Abstract
Background
The Veterans Aging Cohort Study (VACS) Index is a weighted combination of age and eight clinical variables. It has been well correlated with all-cause mortality among HIV-infected patients. The U.S. Military HIV Natural History Study (NHS) cohort provides a different validation population profile, being younger and healthier. A significant portion of the US HIV population is similarly composed, so evaluation of the VACS Index in this population is of great interest.
Methods
NHS subjects have medical history and laboratory data collected at six month visits. We performed an external validation of the VACS Index in the NHS evaluating correlation, discrimination, and calibration for all-cause mortality following HAART initiation (HI). We then tested whether combining longitudinal VACS Index values at different time points improves prediction of mortality.
Results
The VACS Index at one year after HI was well correlated with all-cause mortality (Harrell’s c-statistic 0.78), provided good discrimination (log-rank p <0.05), and was marginally well calibrated using Brier score. Accounting for VACS Index at HI and 6 months after HI significantly improved a standard model including only the VACS Index at 1 year after HI (Net Reclassification Improvement=25.2%, 10.9-48.9% 95% CI).
Conclusions
The VACS Index was well correlated and provided good discrimination with respect to all-cause mortality among HAART initiating subjects in the NHS. Moderate overprediction of mortality in this young, healthy population suggests minor recalibration could improve fit among similar patients. Considering VACS Index at HI and 6 months improved outcome prediction and allowed earlier risk assessment.

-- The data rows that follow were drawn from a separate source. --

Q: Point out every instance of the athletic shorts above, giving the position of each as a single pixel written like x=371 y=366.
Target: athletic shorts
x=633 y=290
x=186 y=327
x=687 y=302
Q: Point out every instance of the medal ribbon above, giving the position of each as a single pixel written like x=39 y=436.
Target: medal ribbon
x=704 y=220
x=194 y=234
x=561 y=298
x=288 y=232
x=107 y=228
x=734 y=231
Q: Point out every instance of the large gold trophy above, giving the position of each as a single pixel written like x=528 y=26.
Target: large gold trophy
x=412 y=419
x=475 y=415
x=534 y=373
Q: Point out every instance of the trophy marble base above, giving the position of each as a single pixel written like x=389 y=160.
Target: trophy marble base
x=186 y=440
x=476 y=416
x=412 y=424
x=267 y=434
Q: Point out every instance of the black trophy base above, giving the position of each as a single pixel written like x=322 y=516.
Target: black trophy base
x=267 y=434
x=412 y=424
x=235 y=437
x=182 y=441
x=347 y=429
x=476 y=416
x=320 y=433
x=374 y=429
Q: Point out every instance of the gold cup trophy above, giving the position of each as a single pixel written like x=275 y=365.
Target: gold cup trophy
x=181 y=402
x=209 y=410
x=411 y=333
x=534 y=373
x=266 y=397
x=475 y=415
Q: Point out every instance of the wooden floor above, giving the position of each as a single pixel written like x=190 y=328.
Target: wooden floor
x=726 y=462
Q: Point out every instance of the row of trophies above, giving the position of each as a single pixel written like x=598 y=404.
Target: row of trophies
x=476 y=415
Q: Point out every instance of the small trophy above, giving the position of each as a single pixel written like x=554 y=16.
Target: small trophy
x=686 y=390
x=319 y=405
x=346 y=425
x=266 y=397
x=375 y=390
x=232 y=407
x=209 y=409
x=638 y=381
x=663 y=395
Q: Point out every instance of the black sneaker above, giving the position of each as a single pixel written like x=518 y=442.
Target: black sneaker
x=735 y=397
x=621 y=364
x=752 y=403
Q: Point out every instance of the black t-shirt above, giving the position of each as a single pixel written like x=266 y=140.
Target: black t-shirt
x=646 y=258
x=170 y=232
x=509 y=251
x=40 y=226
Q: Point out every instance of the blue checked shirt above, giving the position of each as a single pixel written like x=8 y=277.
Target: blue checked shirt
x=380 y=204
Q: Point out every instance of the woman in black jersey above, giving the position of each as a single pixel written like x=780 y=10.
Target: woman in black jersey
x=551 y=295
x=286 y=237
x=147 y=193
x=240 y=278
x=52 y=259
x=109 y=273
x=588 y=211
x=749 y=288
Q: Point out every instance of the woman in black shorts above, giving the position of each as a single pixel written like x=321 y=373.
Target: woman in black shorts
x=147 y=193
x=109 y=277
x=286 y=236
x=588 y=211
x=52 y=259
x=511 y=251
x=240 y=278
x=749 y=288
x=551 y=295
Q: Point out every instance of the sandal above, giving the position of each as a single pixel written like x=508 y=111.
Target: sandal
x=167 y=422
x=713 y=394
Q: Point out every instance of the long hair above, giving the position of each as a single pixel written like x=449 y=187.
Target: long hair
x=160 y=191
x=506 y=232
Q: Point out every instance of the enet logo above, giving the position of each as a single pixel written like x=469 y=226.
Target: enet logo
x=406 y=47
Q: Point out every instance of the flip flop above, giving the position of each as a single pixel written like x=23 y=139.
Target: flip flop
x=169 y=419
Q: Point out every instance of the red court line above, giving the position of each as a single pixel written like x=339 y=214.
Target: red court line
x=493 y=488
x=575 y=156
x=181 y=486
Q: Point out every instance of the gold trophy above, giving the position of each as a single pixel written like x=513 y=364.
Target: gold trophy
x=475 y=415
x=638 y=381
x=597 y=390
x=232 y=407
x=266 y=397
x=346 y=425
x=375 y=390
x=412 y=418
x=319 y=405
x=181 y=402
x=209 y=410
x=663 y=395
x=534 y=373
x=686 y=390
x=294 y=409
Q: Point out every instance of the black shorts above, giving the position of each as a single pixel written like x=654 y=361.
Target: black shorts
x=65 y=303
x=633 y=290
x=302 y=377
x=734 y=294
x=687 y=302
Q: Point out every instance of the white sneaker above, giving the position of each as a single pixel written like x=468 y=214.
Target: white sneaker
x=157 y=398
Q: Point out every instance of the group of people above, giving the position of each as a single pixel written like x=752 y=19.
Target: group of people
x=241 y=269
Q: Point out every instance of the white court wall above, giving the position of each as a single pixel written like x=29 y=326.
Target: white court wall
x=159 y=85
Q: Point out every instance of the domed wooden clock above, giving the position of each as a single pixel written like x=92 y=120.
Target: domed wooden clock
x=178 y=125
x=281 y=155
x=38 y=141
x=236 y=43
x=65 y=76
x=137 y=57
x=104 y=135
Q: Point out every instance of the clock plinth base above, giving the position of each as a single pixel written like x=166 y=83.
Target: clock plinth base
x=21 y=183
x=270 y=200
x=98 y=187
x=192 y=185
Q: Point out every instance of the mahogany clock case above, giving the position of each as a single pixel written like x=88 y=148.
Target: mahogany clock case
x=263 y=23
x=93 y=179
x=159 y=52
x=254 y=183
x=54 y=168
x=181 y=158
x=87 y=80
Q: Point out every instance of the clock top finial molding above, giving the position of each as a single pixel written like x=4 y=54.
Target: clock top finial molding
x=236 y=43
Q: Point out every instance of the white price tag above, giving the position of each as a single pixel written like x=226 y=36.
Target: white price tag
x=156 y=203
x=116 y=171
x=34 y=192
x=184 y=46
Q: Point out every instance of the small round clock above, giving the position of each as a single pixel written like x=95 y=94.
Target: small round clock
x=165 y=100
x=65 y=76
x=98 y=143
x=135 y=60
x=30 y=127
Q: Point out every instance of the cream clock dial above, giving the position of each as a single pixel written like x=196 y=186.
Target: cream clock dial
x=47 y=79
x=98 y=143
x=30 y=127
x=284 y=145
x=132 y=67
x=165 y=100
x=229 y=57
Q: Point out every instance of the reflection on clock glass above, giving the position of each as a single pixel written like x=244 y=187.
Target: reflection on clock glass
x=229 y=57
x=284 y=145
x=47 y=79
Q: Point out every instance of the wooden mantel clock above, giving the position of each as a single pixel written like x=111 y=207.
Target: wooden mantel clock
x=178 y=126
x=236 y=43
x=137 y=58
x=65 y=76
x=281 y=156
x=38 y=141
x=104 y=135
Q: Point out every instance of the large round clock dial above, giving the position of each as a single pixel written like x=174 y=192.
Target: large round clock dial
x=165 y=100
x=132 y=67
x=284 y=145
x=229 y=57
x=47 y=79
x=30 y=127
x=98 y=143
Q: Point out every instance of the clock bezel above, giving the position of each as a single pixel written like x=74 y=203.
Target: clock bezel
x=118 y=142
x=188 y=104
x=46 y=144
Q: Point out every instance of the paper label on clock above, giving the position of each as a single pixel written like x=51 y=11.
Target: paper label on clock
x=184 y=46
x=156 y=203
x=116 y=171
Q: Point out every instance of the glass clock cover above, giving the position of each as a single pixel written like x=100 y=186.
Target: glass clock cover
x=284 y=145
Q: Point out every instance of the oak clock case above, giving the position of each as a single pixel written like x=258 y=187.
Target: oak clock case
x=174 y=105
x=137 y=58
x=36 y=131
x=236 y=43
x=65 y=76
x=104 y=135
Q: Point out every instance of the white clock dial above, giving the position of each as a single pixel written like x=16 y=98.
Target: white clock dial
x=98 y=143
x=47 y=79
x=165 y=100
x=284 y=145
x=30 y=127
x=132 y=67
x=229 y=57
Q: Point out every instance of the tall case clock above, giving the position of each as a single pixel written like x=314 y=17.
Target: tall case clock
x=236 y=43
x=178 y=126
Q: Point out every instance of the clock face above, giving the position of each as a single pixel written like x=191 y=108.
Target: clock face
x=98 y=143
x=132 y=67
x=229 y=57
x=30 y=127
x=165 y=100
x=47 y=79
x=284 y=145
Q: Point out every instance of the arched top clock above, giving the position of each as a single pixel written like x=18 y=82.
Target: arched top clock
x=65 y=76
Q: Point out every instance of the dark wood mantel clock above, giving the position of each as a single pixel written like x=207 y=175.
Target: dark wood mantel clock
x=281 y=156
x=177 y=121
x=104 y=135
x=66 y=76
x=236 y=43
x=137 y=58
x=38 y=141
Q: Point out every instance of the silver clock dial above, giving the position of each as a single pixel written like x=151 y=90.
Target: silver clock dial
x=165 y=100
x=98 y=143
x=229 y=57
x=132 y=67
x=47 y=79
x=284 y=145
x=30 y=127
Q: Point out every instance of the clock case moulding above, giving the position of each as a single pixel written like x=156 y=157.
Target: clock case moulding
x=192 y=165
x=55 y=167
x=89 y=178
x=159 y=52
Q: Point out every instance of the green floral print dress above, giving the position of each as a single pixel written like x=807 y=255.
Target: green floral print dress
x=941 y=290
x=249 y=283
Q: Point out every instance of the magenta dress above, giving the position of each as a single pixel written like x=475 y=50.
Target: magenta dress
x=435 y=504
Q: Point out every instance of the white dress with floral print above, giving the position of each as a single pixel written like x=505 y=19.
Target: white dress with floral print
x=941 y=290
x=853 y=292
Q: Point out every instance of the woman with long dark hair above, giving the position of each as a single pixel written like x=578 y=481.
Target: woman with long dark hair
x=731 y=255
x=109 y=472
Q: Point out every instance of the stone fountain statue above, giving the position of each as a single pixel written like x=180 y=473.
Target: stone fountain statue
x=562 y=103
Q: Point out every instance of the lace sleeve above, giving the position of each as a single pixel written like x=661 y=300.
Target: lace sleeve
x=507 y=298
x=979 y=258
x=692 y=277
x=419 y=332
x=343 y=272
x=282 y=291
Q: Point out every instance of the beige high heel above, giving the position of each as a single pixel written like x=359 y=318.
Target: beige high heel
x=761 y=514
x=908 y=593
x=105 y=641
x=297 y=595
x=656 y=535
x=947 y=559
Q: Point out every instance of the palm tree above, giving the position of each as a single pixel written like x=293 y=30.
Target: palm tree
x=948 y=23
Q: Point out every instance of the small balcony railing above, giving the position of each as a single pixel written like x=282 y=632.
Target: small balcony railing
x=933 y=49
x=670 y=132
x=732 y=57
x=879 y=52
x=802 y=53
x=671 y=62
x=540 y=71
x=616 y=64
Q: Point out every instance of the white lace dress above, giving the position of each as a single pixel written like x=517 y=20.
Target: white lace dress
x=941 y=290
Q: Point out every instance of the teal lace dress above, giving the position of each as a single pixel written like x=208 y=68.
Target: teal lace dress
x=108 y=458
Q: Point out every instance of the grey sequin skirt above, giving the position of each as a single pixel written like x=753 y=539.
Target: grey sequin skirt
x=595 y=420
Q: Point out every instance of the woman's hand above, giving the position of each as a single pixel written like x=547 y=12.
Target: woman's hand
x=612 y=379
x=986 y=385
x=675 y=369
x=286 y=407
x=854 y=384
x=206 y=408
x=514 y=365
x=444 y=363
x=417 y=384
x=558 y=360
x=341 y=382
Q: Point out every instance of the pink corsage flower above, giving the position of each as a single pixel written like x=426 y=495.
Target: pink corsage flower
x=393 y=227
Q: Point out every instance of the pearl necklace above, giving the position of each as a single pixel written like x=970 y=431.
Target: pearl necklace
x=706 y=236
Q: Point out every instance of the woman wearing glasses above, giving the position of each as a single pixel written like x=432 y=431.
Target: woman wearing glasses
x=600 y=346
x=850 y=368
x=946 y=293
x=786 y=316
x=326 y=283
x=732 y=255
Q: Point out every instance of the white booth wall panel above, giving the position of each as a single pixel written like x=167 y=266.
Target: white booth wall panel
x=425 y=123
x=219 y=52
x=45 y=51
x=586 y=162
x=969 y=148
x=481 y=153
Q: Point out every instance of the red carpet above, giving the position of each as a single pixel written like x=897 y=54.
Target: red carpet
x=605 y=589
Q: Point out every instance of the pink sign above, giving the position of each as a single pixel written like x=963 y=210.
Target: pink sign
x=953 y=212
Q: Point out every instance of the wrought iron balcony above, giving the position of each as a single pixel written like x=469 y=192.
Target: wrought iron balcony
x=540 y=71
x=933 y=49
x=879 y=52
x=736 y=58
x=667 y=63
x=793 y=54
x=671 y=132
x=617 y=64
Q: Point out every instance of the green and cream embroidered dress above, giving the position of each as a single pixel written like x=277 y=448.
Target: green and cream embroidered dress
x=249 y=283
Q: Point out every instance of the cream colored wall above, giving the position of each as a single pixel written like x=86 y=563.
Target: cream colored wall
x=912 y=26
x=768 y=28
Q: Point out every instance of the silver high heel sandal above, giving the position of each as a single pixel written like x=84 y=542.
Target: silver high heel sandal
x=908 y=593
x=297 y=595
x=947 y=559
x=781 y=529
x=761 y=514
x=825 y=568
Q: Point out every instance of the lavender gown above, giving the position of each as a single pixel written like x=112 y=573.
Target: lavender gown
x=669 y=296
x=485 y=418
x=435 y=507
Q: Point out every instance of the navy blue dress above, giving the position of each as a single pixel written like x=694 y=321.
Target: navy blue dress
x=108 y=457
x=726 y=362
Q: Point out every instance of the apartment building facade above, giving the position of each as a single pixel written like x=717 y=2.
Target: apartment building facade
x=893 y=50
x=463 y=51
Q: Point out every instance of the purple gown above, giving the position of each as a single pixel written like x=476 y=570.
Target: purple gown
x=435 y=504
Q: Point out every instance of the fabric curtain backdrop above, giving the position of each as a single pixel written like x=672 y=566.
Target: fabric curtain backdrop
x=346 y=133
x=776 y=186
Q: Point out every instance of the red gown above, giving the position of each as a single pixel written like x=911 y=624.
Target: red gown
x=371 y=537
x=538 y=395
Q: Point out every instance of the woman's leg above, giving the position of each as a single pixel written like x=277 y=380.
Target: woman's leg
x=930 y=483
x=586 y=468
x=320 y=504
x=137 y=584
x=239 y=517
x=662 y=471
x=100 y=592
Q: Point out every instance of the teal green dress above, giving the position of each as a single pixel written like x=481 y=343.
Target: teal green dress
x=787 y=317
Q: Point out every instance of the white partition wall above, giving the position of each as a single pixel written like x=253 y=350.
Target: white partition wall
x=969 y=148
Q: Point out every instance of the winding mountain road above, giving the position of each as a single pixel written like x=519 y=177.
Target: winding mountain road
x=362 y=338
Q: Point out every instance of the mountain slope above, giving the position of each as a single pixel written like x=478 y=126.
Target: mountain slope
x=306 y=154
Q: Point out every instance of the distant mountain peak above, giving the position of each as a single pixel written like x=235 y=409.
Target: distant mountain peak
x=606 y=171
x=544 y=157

Keywords: HIV, VACS Index, validation, early diagnosis, military
Introduction
With the success of highly active antiretroviral therapy (HAART), concerns regarding HIV infection have shifted toward comorbid illness, longer term outcomes, and aging, although premature death remains the most serious concern. Prognostic tools to help identify those at risk of these adverse outcomes have been developed and several have been validated, usually in study cohorts comprised of subsets of the general population, for example military service veterans, inner city gay men, intravenous drug users, and others. As HIV infection in the U.S. has spread broadly, evaluation of such tools among a population of young, otherwise healthy, ethnically diverse, physically active individuals is important to assess the generalizability of these models. The U.S. Military HIV Natural History Study (NHS) cohort is primarily composed of active duty service members found to be HIV infected upon routine screening and thus, have early diagnosis and entry to care. Healthcare is a military benefit provided along with medications at no cost to the individual. Active duty service is also associated with relatively stable income/socioeconomic status, education at a high school level or above, and near absence of IV drug use.
The VACS Index has been validated among many cohorts as an excellent predictor of all-cause mortality when applied to any single time point from one to five years after initiation of HAART in HIV infected individuals 1,2 and strongly associated with biomarkers of inflammation 3-6. However, the majority of subjects in these cohorts have been older or with a high prevalence of comorbidities. The Index is comprised of measures capturing standard HIV associated mortality risk (age, CD4, HIV viral load), as well as those identifying comorbidity and organ system dysfunction (hemoglobin, aspartate aminotransferase (AST), alanine aminotransferase (ALT), platelet count, and creatinine levels), and hepatitis C virus serostatus. Evaluation of the Index has yet to take into account previous VACS Index scores.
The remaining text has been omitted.